Инна Тронина - Миллениум
— Дарья Борисовна, а вы знаете кличку своего брата?
— Знаю. — Дмитриева опустила глаза, и пальцы её впились в рукава свитера, будто их свела сильная судорога. — Его зовут Косарём.
А почему именно так, вы в курсе? — глухо спросил Артур.
— Да. Он по пьянке похвастался, что незаконченное медицинское образование позволяет ему точно попадать косой между шейных позвонков жертвы, но не даёт права принимать роды. Для этого у них свой врач есть — Эдик Какван. Ещё Алеся на них работает — фамилию не знаю. Эдик — оперирующий хирург, но в родовспоможении смыслит не то чтобы очень. Возит с собой акушерку Сонечку…
— Они и принимали роды у Ани Тереховой? — перебил Тураев.
— Да, но она сама виновата — нечего было разгуливать по квартире, когда анестезия ещё не отошла. Я привезла их на квартиру, на Смольную, позавчера вечером. Иннокентий очень боялся, что Мейнеке не получат вовремя ребёнка. После того, что произошло с мистером Сэмом Ниаканом, Кеша стал совсем дурной. Еле удалось выпутаться, потому что родила ещё одна наша девочка…
— Таня Журавлёва? — спросил Артур и увидел, как Дарья дёрнулась.
— Да, спасительница наша! Сэм очень доволен мальчиком…
— А сначала ему предназначался ребёнок Любови Горюновой, так ведь?
Артур не щадил сестру Мерейно, и Дарья понимала, почему так грубо говорит с ней майор из угрозыска. Но он же сегодняшней ночью успокаивал в Никулино Настю, вызывал из Питера Дарьину мать. И потому она считала его скорее союзником, чем врагом.
— Да, и Сэмюэл, очень состоятельный человек, примерный христианин, сделал очень много для этой сучки.
Дарья в выражениях не стеснялась, и Артура это обстоятельство покоробило. Неужели мало, что за свой дурацкий, дважды нелепый поступок Любовь Горюнова заплатила ужасную цену, и непоправимо пострадала её семья? При пожаре в псковской деревне погибли родители, остался инвалидом муж, получила нервное потрясение дочь, а сын остался с навеки обезображенным лицом и сильно упавшим зрением. Бесследно исчезли Людмила и Сергей, а с ними — грудной ребёнок. Нет больше дачи под Петербургом. Остались лишь квартиры, которое стоят пустые…
— Вы одобряете эту чудовищную расправу?
Артур прищурил моментально потемневшие глаза, и права щека его сморщилась, как от зубной боли.
— Её предупреждали, — ровным голосом отозвалась Дарья. — Она была согласна на всё, когда умоляла Иннокентия заключить с ней сделку. Мол, двое детей, беременна третьим, хочет для него лучшей доли, а для старшеньких — средств к существованию.

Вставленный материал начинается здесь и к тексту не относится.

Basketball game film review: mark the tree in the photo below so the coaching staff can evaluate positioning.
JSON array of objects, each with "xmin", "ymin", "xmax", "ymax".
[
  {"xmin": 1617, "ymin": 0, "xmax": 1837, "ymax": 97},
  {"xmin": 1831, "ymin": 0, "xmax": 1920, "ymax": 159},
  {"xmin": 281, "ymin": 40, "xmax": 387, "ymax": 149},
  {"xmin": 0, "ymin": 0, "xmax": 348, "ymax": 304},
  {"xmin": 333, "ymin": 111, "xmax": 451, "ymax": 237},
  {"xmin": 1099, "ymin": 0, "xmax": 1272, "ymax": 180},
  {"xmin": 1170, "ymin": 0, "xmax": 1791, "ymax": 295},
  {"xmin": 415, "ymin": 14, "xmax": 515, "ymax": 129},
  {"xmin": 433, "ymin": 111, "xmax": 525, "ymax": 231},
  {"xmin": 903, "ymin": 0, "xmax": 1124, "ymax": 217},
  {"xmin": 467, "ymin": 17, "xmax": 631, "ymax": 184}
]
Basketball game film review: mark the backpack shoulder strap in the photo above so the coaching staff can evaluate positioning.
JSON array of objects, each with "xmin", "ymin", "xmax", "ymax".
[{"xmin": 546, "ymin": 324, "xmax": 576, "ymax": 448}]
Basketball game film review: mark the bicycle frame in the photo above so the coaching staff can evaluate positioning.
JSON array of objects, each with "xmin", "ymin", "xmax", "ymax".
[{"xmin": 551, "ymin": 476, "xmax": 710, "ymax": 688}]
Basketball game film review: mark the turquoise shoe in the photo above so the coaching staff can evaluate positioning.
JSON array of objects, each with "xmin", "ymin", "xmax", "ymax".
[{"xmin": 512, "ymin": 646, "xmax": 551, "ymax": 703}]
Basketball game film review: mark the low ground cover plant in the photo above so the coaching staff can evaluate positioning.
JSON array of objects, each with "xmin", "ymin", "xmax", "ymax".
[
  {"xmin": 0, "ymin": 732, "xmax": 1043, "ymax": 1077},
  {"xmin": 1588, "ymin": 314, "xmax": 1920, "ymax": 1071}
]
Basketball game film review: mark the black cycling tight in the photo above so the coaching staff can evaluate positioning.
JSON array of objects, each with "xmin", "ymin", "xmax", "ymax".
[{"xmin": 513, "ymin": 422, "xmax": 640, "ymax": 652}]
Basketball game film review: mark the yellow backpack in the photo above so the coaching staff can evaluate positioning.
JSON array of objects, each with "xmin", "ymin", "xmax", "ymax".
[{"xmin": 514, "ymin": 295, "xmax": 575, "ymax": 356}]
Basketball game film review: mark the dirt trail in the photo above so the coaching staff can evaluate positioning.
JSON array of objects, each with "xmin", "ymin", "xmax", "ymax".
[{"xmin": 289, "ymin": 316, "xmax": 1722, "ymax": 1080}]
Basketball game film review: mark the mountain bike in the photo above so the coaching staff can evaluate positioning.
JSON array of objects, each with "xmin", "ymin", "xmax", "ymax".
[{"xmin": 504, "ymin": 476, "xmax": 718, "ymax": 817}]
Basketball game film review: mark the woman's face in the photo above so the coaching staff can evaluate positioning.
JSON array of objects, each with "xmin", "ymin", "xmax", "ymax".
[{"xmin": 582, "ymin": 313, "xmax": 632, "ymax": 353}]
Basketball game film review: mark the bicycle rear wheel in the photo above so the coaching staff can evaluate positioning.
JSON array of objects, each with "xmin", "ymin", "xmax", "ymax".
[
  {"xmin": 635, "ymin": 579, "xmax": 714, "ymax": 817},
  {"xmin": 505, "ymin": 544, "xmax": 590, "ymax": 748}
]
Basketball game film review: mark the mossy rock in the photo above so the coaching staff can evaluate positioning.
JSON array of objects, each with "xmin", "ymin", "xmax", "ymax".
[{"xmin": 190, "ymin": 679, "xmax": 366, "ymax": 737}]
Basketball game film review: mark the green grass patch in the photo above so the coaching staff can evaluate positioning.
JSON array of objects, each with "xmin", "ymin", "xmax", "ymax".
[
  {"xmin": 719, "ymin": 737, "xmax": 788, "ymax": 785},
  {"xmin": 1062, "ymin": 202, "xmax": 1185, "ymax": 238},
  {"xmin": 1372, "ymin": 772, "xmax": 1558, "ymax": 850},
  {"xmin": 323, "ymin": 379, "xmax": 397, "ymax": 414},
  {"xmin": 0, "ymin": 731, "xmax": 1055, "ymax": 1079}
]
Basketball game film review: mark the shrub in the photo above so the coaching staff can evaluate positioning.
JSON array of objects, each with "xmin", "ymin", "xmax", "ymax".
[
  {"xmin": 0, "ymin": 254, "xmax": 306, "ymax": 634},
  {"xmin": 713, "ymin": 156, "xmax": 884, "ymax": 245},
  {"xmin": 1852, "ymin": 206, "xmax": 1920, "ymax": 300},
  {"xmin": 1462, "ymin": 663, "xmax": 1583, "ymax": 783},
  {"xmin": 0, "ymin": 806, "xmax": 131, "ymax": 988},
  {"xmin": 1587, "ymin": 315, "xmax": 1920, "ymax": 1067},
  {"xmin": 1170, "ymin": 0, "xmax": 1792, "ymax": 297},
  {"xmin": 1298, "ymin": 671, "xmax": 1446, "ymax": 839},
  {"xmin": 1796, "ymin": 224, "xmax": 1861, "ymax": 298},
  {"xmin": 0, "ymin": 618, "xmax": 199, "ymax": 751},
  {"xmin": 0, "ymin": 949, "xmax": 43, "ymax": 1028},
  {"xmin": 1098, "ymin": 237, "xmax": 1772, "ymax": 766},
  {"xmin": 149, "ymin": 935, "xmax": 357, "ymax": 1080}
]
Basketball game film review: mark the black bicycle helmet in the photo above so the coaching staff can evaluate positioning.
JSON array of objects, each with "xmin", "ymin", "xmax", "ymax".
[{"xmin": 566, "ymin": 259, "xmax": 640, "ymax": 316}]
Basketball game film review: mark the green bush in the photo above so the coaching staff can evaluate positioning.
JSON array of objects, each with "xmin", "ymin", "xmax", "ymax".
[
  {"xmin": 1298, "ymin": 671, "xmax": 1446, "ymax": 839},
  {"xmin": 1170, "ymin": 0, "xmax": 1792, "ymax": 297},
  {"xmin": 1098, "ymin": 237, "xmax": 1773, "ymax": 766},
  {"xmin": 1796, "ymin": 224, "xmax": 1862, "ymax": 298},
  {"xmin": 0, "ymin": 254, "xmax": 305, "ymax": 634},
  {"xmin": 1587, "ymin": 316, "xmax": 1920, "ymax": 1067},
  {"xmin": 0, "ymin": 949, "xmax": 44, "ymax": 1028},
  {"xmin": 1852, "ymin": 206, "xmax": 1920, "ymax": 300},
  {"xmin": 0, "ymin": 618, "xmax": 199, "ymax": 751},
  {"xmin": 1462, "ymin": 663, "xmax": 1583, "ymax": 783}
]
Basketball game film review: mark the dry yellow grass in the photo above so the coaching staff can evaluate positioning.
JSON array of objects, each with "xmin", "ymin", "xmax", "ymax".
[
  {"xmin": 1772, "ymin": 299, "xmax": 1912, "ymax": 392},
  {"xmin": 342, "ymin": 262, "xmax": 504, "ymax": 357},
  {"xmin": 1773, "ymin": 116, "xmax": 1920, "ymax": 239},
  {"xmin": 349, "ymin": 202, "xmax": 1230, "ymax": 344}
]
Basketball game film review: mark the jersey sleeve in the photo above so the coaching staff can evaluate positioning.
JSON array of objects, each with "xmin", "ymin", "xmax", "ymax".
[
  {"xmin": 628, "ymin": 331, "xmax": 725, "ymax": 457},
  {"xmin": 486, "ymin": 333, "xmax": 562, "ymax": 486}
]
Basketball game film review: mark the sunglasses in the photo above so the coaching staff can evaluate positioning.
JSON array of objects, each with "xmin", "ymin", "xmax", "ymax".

Жену своего деверя притащила к Розалии, все вместе Лукина упрашивали. Кеша не очень-то связывается с жёнами деревенских пьянчуг, потому что потомство может получиться некачественное. Но всё же взял на свой страх и риск, пожалел…
Дарья прижала ладонь ко лбу, опустила голову, навалившись на стол. Видимо, сил уже не осталось, потому что всю ночь она не спала и плакала.
— Кормил, поил, показывал лучшим врачам, возил в дом отдыха, в Калининградскую область. Лично я сопровождала эту Горюнову, на каждый её чих неслась, как угорелая. Лёвка говорил, что Ниакан — очень выгодный клиент, щедро платит. В собственных действиях я ничего криминального не нахожу. Не воровала, не убивала, и бабы шли со мной добровольно, с песнями. Ни они сами, ни их занюханные мужья никогда не принесли бы в дом столько баксов. За всю жизнь не заработать, а здесь — даром…
— Что именно сделала Люба? — мягче спросил майор.
Ему стало жарко, и он снял пиджак, оставшись в голубой, очень модной нынче рубашке с серебристым галстуком. Сзади, на стене, висел календарь с изображением громадного чешуйчатого Дракона, и при взгляде на него Тураев вспомнил о Насте Дмитриевой. Надо всё-таки с её матерью договориться, потому что она — не только член банды, но и родственница Льва Мерейно. Без Дарьиной помощи повадок главарей не узнать и в сердце группировки не проникнуть. А план Тураева был выстроен именно на знании всех тонкостей, на осведомлённости обо всех подчинённых Лукина и лично о нём самом.
— Как я понял, она сбежала с ребёнком?
— Да, так и было. Положили в один из лучших роддомов, в отдельную палату. За день до Нового года она без проблем, буквально в пять минут родила роскошного карапуза. В своей дурацкой деревне Горюнова никогда не нагуляла бы такой плод — три восемьсот, и пятьдесят четыре сантиметра ростом. Договорились, что до Сочельника они побудут в комфортных условиях, а тем временем миссис Линда Ниакан прибудет из Лос-Анджелеса, и ребёнка ей передадут. Горюнова слёзно просила деньги ей передать в больнице, да ещё удочку закинула — нельзя ли, пока суд да дело, ей мальчика покормить? И я, дура, позволила. Не будь родной сестрой Лёвки, поплатилась бы вместе с Любашей. Чёрт с тобой, говорю, корми, раз молоко пришло. Мне и в голову не взбрело, что эта кретинка посмеет удрать из больницы вместе с мальчишкой и с деньгами. Она ведь была уже надолго обеспечена, и лучшей доли желать не могла.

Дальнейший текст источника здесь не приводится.